Conclusions

In Breeding Pest-resistant Trees, the only dedicated book on the subject published in 1966, the authors state that "very few intensive efforts to breed insect resistant trees have been started, and even these [are] in their infancy". This statement is still valid today although the use of biotechnology has brought about significant changes in the research area.

Based on the information gathered in this review, there are two important conclusions that should prompt further discussions in government and private agencies that fund or undertake research into disease and pest resistance breeding.

First, there has been an enormous amount of research into many of the biological details of many host–disease/pest systems, whether with molecular markers associated with the resistance or more basic population or individual tree surveys for the expression of resistance. A great deal of this research has given us substantial insight into many types of tree responses and mechanisms of resistance to numerous biotic challenges. However, although of great biological interest, much of it has had a difficult time in finding its way into applied breeding programmes and deployment of improved resistant material. There are likely several reasons for this, but the most common seems to simply be that the species/populations do not have well-developed tree improvement programmes to support the delivery of any resistant selections. Another may be that resistance is present, but it may not be silviculturally useful for the scale of the biotic challenge, but this is difficult to definitively pin-down from literature.

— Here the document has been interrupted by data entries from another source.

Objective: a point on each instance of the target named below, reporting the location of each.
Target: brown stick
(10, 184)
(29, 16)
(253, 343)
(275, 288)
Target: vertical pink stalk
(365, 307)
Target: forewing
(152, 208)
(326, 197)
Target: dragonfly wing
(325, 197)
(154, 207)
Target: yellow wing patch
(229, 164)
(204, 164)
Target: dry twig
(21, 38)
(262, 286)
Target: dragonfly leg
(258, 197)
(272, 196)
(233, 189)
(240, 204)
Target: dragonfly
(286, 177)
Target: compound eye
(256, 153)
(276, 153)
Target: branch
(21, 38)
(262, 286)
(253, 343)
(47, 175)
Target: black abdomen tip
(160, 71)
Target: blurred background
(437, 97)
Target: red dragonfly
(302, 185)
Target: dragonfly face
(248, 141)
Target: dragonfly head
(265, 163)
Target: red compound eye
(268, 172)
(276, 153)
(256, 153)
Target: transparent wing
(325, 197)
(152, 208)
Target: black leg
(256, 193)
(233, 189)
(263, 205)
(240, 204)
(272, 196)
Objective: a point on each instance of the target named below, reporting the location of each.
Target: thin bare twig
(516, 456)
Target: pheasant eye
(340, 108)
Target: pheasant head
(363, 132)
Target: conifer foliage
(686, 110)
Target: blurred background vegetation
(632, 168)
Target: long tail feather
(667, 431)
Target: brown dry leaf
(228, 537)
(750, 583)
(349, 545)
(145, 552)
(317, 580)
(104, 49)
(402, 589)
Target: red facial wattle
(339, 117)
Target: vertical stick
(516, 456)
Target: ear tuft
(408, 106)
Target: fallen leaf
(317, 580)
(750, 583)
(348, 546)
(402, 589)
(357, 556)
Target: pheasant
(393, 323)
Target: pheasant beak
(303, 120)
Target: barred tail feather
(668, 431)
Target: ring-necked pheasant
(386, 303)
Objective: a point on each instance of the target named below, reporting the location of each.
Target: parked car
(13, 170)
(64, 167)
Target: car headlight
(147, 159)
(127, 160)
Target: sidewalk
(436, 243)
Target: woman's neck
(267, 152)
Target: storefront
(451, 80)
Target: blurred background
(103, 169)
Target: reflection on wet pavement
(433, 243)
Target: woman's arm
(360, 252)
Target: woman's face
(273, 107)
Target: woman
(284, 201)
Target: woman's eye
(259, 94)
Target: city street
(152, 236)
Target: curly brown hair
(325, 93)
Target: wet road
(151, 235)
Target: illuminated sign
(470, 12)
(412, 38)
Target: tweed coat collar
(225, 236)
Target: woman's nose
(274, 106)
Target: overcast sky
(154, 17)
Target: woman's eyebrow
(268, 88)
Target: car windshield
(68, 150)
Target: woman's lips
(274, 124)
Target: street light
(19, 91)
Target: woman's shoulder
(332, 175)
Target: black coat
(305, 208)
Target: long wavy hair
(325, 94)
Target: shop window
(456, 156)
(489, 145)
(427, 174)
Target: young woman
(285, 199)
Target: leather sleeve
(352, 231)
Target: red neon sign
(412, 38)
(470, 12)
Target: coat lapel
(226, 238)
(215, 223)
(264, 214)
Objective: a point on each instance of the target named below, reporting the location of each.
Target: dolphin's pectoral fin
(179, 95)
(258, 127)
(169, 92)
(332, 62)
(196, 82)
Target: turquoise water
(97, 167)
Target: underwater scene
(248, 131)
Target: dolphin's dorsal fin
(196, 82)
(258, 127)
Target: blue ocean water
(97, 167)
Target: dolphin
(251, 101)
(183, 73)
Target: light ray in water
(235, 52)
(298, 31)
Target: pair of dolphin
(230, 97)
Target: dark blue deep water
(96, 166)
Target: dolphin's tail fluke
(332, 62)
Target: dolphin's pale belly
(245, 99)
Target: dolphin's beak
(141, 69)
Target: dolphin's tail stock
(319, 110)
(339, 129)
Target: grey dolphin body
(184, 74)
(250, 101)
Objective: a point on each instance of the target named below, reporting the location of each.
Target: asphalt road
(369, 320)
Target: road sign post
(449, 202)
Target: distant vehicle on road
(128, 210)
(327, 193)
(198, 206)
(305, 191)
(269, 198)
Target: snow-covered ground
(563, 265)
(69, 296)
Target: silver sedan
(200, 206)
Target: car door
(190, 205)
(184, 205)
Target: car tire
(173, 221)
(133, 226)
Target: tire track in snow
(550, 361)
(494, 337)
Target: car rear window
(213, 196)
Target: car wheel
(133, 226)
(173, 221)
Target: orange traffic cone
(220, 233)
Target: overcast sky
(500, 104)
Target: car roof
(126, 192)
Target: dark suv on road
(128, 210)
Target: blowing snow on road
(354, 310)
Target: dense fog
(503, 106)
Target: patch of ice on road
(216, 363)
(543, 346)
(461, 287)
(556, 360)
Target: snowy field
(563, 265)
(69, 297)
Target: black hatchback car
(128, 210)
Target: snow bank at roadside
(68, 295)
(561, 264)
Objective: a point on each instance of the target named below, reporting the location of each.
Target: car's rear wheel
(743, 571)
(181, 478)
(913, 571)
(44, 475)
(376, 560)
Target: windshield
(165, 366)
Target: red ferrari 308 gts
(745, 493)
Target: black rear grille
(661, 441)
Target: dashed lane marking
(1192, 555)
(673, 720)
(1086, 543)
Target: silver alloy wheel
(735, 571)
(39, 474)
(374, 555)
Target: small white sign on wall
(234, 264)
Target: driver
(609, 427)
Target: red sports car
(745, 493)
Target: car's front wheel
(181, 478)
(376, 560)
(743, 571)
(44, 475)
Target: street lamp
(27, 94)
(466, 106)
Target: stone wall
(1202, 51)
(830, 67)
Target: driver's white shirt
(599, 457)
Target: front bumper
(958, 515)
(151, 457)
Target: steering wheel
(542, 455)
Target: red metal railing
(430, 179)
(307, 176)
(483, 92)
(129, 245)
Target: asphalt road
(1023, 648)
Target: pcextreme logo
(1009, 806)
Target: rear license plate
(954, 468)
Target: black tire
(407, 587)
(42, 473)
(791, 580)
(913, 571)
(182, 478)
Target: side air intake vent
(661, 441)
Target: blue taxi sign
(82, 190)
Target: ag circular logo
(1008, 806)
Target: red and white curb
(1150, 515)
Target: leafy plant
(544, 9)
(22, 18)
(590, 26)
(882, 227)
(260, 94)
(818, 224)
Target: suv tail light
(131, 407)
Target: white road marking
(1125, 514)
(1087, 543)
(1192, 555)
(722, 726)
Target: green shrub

Second, the relatively few programmes that have advanced far enough to be actually deploying improved resistance in reforestation efforts, have been in developed countries that have had substantial resources to maintain the needed efforts of selection, testing and seed production. For example, the disease resistance programmes in the southeast United States for fusiform resistance in loblolly pine, needle-cast resistance in radiata pine in New Zealand, blister rust resistance in white pine in western North America, and resistance to spruce terminal weevil in spruces in western North America largely still represent the biggest successes. However, a few new programs, such as root disease resistance in Port-Orford cedar, can now be considered operational as well.

Lastly, the 4th International Workshop on the Genetics of Host-Parasite Interactions: Diseases and Pests in Forestry, held in 2011, was one of the most important conference in tree breeding for disease and pests resistance since its inception. It was one of the few conferences we are aware of that brought tree breeders, pathologists, entomologists, ecologists and evolutionary biologists together to discuss pest and disease resistance breeding; all five disciplines are now considered important in this field for future success in developing and deploying more resistant germplasm in forested ecosystems (in planted or semi-natural forests).

The conference had research and development presentations broken down into seven topic areas:

  1. Mechanisms of Resistance
  2. Breeding for Resistance in a Changing Environment - Durable Resistance: Hopes, Pitfalls, and Management Strategies
  3. Ecology and Evolutionary Biology of Resistance and Tolerance, Natural Systems
  4. Molecular and Genomics Tools in Resistance Programs
  5. Evaluating Resistance
  6. Fusiform Rust Resistance
  7. Resistance Breeding Programs

While it is not possible to summarize all aspects of the conference, or the papers presented there, several key messages or major new developments that surfaced at the conference were:

  1. Developing genetic resistance to all current pests of forest trees is obviously impossible, but certain classes of the most prevalent and damaging types of insect or diseases may be an approach for focussing a wider body of research towards. There was little doubt that overall the Phytophthora’s are representing some of the biggest concerns across the world.
  2. With new pests and disease problems becoming more prevalent, and surfacing at a  pace faster than we perhaps have seen previously, we may “...need to combine multiple-defence traits to fight against the wide range of potential pests”. So, we are probably in a situation of trying to find where ‘cross resistance’ is present, to our best guess of what pests or pathogens we could be facing, and then combining or ‘stacking’ various resistance mechanisms.
  3. While there are some large successes in ‘commercial focussed’ tree breeding programmes, the approaches and products of resistance selection and screening we use in tree breeding, could be used and applied in restoration strategies for semi-wild or even natural ecosystems that have been devastated by exotic pests and diseases. Several examples of work that is underway, that may lead to such ‘enrichment’ plantings to re-establish species devastated or being devastated by exotic pests, were/are; Sudden Oak Death syndrome for tanoaks), elm in America, elm in Europe, Pacific madrone, Hawaiian koa, and emerald ash borer,  beech bark disease and butternut canker in America. All of these examples are similar in the general objectives to the work that has been underway now for decades now in American chestnut. Perhaps this represent the majority of the work in the future, if exotic pest introductions continue around the globe.

In conclusion, while noteworthy progress and successes can still be expected, the challenge to forest tree breeders, forest managers and funding agencies to try and find ways to focus efforts on high priority disease or pest resistance in regions, countries and areas with relatively fewer resources available, still remains significant. As noted many times here, this may be particularly true if factors such as climate change continue to increase the prevalence of insect outbreaks, and as more exotic pests and diseases become established in new countries.